With the aim of maintaining the integrity of market operation performed by ISO, this paper proposes a scheme for detecting FDIA intended at the disruption of the MMS in the smart grid. The dynamic behaviour of system states and its impact on market operation has been used to identify FDIAs. Detecting the factiously developed nodal price allows the ISO to take the necessary steps so as to avoid market mismanagement.
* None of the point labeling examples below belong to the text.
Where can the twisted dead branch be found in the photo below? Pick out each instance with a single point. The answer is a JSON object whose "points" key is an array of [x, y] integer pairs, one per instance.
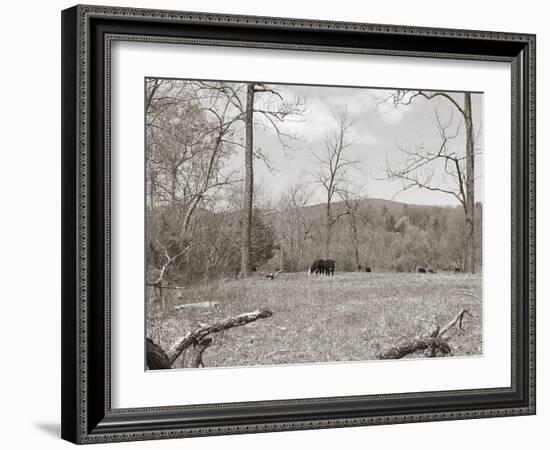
{"points": [[196, 341], [433, 343]]}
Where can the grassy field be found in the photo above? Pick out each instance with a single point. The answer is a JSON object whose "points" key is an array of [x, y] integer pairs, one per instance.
{"points": [[350, 317]]}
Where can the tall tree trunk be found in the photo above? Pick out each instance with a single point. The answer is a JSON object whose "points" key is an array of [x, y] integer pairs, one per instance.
{"points": [[329, 226], [152, 188], [249, 181], [470, 188], [356, 249]]}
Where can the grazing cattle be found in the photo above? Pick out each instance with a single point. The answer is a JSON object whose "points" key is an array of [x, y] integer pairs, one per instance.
{"points": [[329, 266], [317, 267]]}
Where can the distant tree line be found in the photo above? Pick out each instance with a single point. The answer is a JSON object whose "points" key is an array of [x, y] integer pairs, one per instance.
{"points": [[383, 235]]}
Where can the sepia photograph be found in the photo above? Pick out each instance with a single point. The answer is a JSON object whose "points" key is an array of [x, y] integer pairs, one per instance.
{"points": [[301, 224]]}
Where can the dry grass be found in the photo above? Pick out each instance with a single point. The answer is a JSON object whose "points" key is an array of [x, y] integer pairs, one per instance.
{"points": [[350, 317]]}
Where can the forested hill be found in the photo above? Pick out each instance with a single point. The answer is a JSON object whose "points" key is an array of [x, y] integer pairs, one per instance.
{"points": [[382, 234]]}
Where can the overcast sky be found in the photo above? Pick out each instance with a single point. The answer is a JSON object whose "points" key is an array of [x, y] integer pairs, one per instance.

The market behaviour over all possible operating scenarios has been considered to discriminate the FDIA from actual contingency using an ensemble classification-based approach. The scheme involves continuous monitoring of the market operation by analysing the deviation in the nodal electricity price. For any substantial deviation, the classifier identifies the corresponding scenario as an actual contingency or FDIA. The falsified data generated within the physical constraints are found to impact the market operation, while benefiting a particular market participant (utility/consumer) at the cost of others. The effectiveness of the proposed methodology has been extensively validated for IEEE 14, 39, and 57 bus systems. For different operations of the MMS, the proposed DT based ensemble classifier is found to effectively detect FDIAs of varying type and magnitude. It has been observed that, with the proposed scheme, the attack detection accuracy for IEEE 14, 39, and 57 bus test system is observed to be \(92.25\%, 95.13\%,\) and \(97.08\%\), respectively. The improvement in the performance over other states of the classifiers (SVM, DT) is found to be more significant for systems of increased size. The uncertainty of response with regard to a false alarm is found to lie under \(5\%\) for all the test systems. In the present work, the network scenario for the DAM and RTM is assumed to be similar, and the nodal price deviation between them has been considered as a threshold to activate the classifier. Future work in this direction would include a possible change in network configuration or sensor failure between the execution of DAM and RTM.